Introduction
Exacerbations of chronic obstructive pulmonary disease (COPD) lead to a progressive decline in lung function, with even a single episode of exacerbation having a prolonged effect on health status [
1]. Ultimately, 5-year survival is significantly reduced in patients who experience frequent exacerbations of COPD, particularly if they require hospitalization [
2]. Exacerbations can be of bacterial, viral or non-infectious etiology, and a significant proportion can be multi-factorial [
3,
4].
The controversy regarding the use of antibiotics in the treatment of acute exacerbations of COPD (AECOPD) has now been largely resolved, with increasing evidence of bacterial causation and of clinical benefits with antibiotic treatment [
5,
6]. Moxifloxacin (MXF) and amoxicillin/clavulanic acid (AMC) are currently recommended antibiotics for the treatment of AECOPD in patients at risk for poor outcome [
5,
7,
8]. These two antibiotics demonstrated similar clinical efficacy in the recently completed MAESTRAL trial in COPD outpatients with Anthonisen type I exacerbations [
9].
Several novel observations were made in the MAESTRAL study.
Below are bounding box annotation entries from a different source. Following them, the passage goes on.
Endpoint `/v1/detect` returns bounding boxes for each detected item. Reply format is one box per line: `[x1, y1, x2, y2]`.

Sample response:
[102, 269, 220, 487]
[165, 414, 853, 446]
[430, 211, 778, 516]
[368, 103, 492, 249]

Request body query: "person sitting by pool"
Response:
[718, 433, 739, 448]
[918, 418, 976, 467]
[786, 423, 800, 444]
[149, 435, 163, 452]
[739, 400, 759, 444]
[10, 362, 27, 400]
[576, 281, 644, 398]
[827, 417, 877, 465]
Approximately 50 % of patients had a pathogen isolated at baseline, and in this subgroup moxifloxacin was superior to amoxicillin/clavulanate in reducing clinical failures and relapses over the 8-week post-treatment period [
9]. This may be the result of significantly higher bacteriological eradication rate at the end of antibiotic treatment with moxifloxacin compared with amoxicillin/clavulanic acid [
9].
Although the efficacy of systemic corticosteroids is well established in hospitalized AECOPD patients, their role in outpatients remains unclear. Corticosteroids may influence clearance of bacteria by the immune system and result in incomplete eradication of pathogens leading to relapses. In MAESTRAL, higher clinical failure rate was observed in patients with co-administration of systemic corticosteroids compared with those who did not receive systemic steroids [
9].
Additional analyses of the MAESTRAL database presented here were done to explore these interesting observations further. We analyzed in detail changes in microbiology after an AECOPD during the 8-week study period, including patterns of bacteriological relapse and superinfection. We aimed to identify the baseline clinical factors (in addition to sputum purulence) which could predict the presence of bacteria in sputum at exacerbation and thus guide antibiotic treatment choices in AECOPD. We investigated which baseline and therapy factors were associated with bacteriological outcomes at EOT and 8 weeks post-therapy. We analyzed further the relationship between sputum microbiology and clinical outcome, especially for Pseudomonas aeruginosa.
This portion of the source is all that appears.